Thailand - Waedueramae Mamingchi was educated for eight years in Saudi Arabia, studying Arabic and the precepts of Islam before returning to his home in southern Thailand.
The Saudi stint greatly enhanced his standing among his community. But in the fear-filled post-9/11 world, Muslim leaders like Waedueramae say schooling and spiritual guidance in the Middle East has made them suspect in the eyes of the Thai government as it battles an Islamic separatist insurgency in the south.
"When we go to learn abroad, they say we went to learn to be terrorists," said Abdulraman Abdulsamad, another respected Muslim leader. "They accuse us of going to train to be terrorists."

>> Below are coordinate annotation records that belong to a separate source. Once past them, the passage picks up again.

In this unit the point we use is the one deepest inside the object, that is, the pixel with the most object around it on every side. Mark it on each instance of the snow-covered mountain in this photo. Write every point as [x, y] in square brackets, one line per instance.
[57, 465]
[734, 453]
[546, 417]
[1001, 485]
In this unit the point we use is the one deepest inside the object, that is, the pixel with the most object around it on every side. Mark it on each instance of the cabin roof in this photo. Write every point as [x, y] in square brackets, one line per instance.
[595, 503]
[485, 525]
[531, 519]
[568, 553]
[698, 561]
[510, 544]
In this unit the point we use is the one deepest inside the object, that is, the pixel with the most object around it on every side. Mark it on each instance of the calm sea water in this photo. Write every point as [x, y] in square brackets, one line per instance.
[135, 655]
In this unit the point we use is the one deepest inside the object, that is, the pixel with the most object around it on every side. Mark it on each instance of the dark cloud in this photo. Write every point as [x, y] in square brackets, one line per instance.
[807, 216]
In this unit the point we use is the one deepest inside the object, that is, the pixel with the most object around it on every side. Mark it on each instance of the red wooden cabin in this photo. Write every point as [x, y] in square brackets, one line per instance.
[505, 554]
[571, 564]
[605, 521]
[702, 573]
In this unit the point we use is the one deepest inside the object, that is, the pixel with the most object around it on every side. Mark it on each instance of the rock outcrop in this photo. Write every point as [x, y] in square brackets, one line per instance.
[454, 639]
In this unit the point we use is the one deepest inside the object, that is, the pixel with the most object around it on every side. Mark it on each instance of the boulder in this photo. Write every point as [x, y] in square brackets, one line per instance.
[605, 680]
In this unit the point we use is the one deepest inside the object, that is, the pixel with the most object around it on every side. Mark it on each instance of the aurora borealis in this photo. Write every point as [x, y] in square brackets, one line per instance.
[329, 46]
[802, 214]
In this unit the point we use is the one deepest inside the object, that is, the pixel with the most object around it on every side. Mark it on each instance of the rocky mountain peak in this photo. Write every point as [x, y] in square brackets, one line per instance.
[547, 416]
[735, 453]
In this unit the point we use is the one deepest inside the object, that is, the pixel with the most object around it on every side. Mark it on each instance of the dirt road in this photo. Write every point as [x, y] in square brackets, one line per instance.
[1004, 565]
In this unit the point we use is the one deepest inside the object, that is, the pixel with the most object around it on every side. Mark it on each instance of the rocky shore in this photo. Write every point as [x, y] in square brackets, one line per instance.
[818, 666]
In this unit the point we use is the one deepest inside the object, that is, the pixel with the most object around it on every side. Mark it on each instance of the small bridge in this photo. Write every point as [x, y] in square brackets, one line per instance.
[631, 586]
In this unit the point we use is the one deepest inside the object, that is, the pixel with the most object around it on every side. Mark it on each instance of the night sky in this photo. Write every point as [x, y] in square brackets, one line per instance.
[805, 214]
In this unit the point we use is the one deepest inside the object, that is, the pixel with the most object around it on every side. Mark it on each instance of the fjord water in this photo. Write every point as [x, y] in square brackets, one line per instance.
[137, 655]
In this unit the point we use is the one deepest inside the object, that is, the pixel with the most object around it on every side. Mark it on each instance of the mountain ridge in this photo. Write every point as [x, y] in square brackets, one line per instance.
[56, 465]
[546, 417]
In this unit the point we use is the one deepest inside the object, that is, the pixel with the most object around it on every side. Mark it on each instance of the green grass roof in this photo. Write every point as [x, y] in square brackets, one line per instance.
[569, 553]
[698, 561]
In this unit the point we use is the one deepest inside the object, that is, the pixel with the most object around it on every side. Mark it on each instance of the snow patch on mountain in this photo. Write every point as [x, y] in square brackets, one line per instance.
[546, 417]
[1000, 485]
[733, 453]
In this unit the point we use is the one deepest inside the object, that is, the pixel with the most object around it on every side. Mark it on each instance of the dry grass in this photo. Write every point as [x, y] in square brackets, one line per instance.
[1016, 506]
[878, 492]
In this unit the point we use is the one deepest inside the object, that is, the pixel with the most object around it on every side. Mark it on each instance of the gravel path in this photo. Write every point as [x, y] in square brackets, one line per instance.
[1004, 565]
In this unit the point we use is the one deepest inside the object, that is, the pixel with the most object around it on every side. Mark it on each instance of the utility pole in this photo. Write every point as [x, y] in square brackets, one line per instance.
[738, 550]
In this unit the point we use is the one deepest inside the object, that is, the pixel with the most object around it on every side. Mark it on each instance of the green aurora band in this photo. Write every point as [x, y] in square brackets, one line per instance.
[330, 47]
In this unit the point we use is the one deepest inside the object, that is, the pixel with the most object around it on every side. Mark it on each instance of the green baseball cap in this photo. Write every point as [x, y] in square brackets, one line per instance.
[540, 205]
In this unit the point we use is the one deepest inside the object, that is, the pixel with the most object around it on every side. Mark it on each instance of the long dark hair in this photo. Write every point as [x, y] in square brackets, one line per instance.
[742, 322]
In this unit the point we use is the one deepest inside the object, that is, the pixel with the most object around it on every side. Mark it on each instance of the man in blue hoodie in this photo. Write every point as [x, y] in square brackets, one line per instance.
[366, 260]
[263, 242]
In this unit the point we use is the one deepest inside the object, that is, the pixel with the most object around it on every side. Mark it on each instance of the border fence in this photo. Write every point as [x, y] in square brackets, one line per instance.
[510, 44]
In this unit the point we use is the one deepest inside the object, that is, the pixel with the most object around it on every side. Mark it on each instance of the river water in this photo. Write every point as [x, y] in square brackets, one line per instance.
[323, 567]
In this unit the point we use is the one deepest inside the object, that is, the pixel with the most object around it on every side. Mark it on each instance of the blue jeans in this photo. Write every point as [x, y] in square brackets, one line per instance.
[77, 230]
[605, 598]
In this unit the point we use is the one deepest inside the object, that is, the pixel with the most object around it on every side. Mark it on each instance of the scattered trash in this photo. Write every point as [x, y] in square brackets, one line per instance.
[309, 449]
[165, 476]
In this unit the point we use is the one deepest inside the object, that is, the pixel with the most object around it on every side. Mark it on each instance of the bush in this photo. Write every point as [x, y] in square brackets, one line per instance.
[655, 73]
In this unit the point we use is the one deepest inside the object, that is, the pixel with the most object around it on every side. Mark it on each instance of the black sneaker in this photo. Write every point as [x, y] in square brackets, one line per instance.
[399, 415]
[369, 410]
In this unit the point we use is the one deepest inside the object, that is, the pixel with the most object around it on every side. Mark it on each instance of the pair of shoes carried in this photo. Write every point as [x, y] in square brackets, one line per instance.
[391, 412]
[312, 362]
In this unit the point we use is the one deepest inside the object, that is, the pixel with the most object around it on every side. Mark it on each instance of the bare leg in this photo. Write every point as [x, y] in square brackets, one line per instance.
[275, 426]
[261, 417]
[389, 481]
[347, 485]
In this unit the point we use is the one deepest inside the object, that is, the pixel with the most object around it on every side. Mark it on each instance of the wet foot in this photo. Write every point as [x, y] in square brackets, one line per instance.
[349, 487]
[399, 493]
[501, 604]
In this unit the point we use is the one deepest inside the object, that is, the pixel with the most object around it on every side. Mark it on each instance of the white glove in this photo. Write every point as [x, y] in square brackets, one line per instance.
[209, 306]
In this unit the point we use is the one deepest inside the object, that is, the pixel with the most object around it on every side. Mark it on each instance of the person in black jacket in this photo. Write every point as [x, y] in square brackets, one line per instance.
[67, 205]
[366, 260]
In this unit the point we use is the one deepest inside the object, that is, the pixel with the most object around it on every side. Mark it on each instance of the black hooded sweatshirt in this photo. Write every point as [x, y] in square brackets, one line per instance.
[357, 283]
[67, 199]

Prejudices, say local Muslims, were in evidence in early February when army rangers raided the grounds of an Islamic school owned and run by Waedueramae after a soldier was shot to death about 800 yards away.
"The soldiers continued to search, and this is why we got upset. Villagers came and watched this," Waedueramae, who lives on the premises, said.
Heavy-handed government attempts against escalating violence have sharpened tensions between Muslims — a majority of the population in Thailand's southernmost provinces of Narathiwat, Pattani and Yala — and officials, recruited mainly from Thailand's Buddhist majority.
The government denies it is targeting Arab-educated Muslims.
"That is not true," government spokesman Jakrapob Penkair said. "If that were the thought of the government, all students who go abroad to further their education would be barred."
Thai Muslim complaints of discrimination in jobs and education have long provided fodder for a separatist movement that died down only in the in the late 1980s after a government amnesty. It resurfaced two years ago but was confined to sporadic and ill-planned attacks.
Separatism has deep local roots in the south. Historically, the three provinces were part of the Muslim kingdom of Pattani, which was annexed by Thailand in 1902.
About 90 percent of Thailand's 63 million people are Buddhists.
No evidence points to the involvement of foreign terrorist groups, but there are fears that the separatists could link up with al-Qaida linked groups like Jemaah Islamiyah.
A Jan. 4 attack on an army camp in Narathiwat in which four soldiers were killed and hundreds of guns stolen showed unprecedented sophistication and organization among the insurgents previously labeled bandits by the government.
Since then, at least 56 people have been killed in hit-and-run attacks by gunmen and violence in the south has suddenly become Thailand's biggest domestic security challenge in decades.
Muslim leaders say they are being scrutinized because authorities assume that a Saudi education means "Saudi-trained" Islamic radical leaning. If a leader studied in Pakistan or Afghanistan, he is treated with even more suspicion.
Waedueramae, who is the chairman of Pattani province's Islamic Council, said most prominent Thai Muslims including politicians and civil servants have been educated in the Arab world.
Following the raid on Waedueramae's school, provincial Islamic Council leaders announced they would stop cooperating with the government. They relented after Prime Minister Thaksin Shinawatra assured them that security forces would be more careful.
Islamic schools, known as "pondoks," offer religious education, a regular curriculum and language training in Arabic and the local Yawi dialect. They provide an alternative to a government-run secular schools, where the language is Thai.
Experts say much of the Muslim alienation is because of the government's failure to alleviate their poverty and to recognize their distinct culture and language, Yawi, a dialect of Malay.
As a result, many Thai Muslims have looked to the Arab world for education, funding and guidance, rather than to Bangkok.
Each year, 300 Thai Muslims win scholarships from institutions in Saudi Arabia, Egypt, Jordan and other Middle Eastern countries, while another 200 are funded in other Muslim countries, including Brunei, Sudan and Indonesia.
Some families have sent abroad generations of sons who become imams at mosques and directors or teachers at pondoks. These teachers place more emphasis on study of Arabic and the Quran.
The Middle Eastern influences also have spilled over into everyday life.
Islamic practices in southern Thailand used to be mixed with local traditions. These customs are now being branded un-Islamic by clerics.
Until a few years ago, women rarely wore headscarves. But the foreign-returned Muslims are insisting on purer form of Islam such as "hijab" for women and regular attendance at mosques.
Vairoj Phiphitpakdee, a Muslim member of Parliament for Pattani, said some Thai Muslims mistakenly believe the religion is about adopting the Arab culture
"They're taken to the Middle East, and they're brainwashed," he said.